Read more: An Introduction To Rendering For SEO

Interaction to Next Paint (INP)

Google has introduced Interaction to Next Paint (INP) as a more comprehensive measure of user experience, succeeding First Input Delay. While FID measures the time from when a user first interacts with your page (e.g., clicking a link, tapping a button) to the time when the browser is actually able to begin processing event handlers in response to that interaction. INP, on the other hand, broadens the scope by measuring the responsiveness of a website throughout the entire lifespan of a page, not just first interaction.

Note that actions such as hovering and scrolling do not influence INP, however, keyboard-driven scrolling or navigational actions are considered keystrokes that may activate events measured by INP but not scrolling which is happeing due to interaction.

Scrolling may indirectly affect INP, for example in scenarios where users scroll through content, and additional content is lazy-loaded from the API. While the act of scrolling itself isn’t included in the INP calculation, the processing, necessary for loading additional content, can create contention on the main thread, thereby increasing interaction latency and adversely affecting the INP score.

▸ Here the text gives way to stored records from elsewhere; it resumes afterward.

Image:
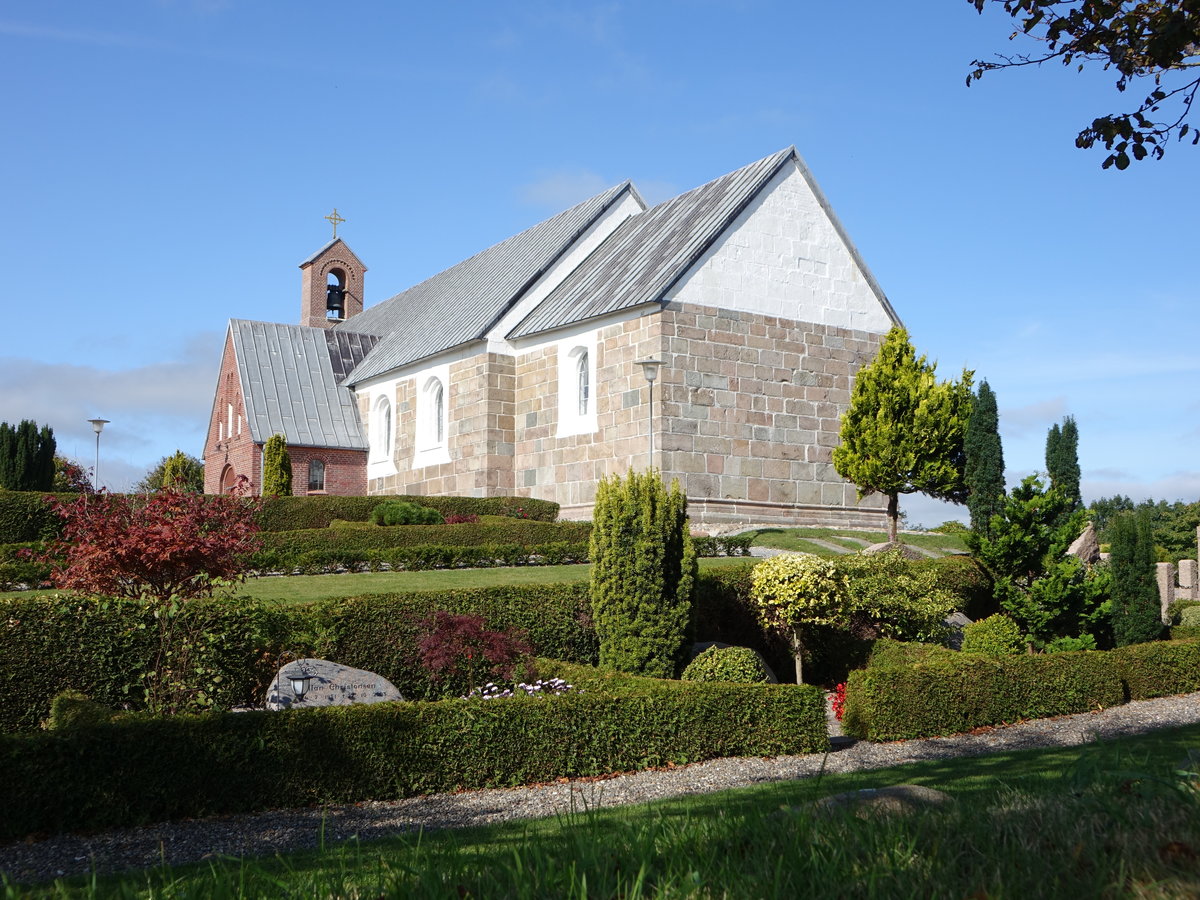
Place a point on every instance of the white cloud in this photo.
(154, 409)
(1019, 421)
(563, 189)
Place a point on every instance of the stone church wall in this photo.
(751, 409)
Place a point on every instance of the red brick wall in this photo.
(223, 449)
(346, 471)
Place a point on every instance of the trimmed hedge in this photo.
(27, 516)
(379, 631)
(142, 771)
(957, 694)
(291, 514)
(19, 565)
(103, 648)
(419, 558)
(1158, 669)
(461, 535)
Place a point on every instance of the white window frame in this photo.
(383, 429)
(576, 358)
(432, 420)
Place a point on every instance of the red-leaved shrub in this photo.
(165, 545)
(460, 654)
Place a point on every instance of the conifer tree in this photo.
(1137, 609)
(643, 570)
(276, 467)
(904, 430)
(27, 456)
(1062, 460)
(984, 466)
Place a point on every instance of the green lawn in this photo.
(1103, 820)
(798, 539)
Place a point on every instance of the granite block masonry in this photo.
(328, 684)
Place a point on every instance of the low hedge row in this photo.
(105, 648)
(19, 565)
(358, 539)
(27, 516)
(419, 558)
(138, 771)
(379, 631)
(291, 514)
(953, 693)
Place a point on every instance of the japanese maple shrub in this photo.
(163, 549)
(461, 654)
(161, 546)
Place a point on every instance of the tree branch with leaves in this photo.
(1155, 41)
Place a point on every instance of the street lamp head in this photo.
(649, 369)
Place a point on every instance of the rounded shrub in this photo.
(996, 636)
(391, 513)
(727, 664)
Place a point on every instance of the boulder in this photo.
(1086, 547)
(328, 684)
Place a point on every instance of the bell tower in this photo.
(331, 283)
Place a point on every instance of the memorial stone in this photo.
(327, 684)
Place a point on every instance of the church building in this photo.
(714, 336)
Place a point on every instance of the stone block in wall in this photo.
(1189, 580)
(1165, 575)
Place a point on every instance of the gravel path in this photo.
(281, 831)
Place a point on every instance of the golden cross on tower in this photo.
(335, 220)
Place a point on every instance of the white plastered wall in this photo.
(783, 256)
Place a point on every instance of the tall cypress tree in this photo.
(276, 467)
(27, 456)
(984, 468)
(643, 571)
(1062, 460)
(1137, 607)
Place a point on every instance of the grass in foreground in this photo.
(798, 539)
(1105, 820)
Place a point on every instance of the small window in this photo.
(316, 475)
(581, 378)
(381, 438)
(439, 408)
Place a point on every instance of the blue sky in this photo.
(168, 165)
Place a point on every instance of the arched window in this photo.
(581, 382)
(439, 409)
(381, 430)
(316, 475)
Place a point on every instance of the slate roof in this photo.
(462, 303)
(293, 383)
(649, 252)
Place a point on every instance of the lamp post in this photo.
(651, 370)
(97, 425)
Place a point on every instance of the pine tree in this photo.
(643, 570)
(27, 456)
(1062, 460)
(1137, 607)
(984, 468)
(904, 430)
(276, 467)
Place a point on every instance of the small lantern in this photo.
(300, 684)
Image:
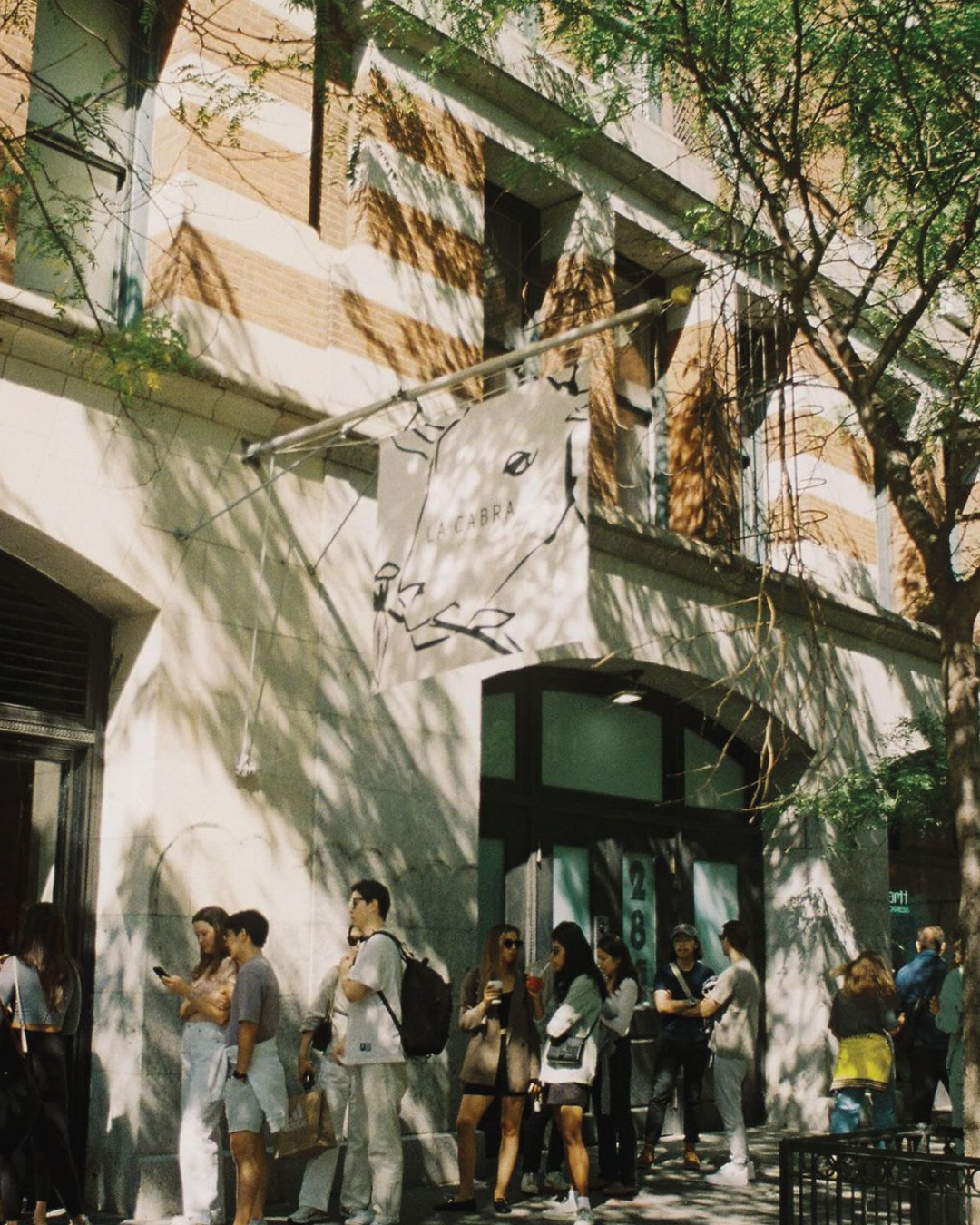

What qualifies as an optimal INP score?

  • An INP under 200ms indicates good responsiveness.
  • Between 200ms and 500ms needs improvement.
  • Over 500ms means page has poor responsiveness.

and these are common issues causing poor INP scores:

  1. Long JavaScript Tasks: Heavy JavaScript execution can block the main thread, delaying the browser’s ability to respond to user interactions. Thus break long JS tasks into smaller chunks by using scheduler API.
  2. Large DOM (HTML) Size: A large DOM ( starting from 1500 elements) can severely impact a website’s interactive performance. Every additional DOM element increases the work required to render pages and respond to user interactions.
  3. Inefficient Event Callbacks: Event handlers that execute lengthy or complex operations can significantly affect INP scores. Poorly optimized callbacks attached to user interactions, like clicks, keypress or taps, can block the main thread, delaying the browser’s ability to render visual feedback promptly. For example when handlers perform heavy computations or initiate synchronous network requests such on clicks.

and you can troubleshoot INP issues using free and paid tools.

As a good starting point I would recommend to check your INP scores by geos via treo.sh which will give you a great high level insights where you struggle with most.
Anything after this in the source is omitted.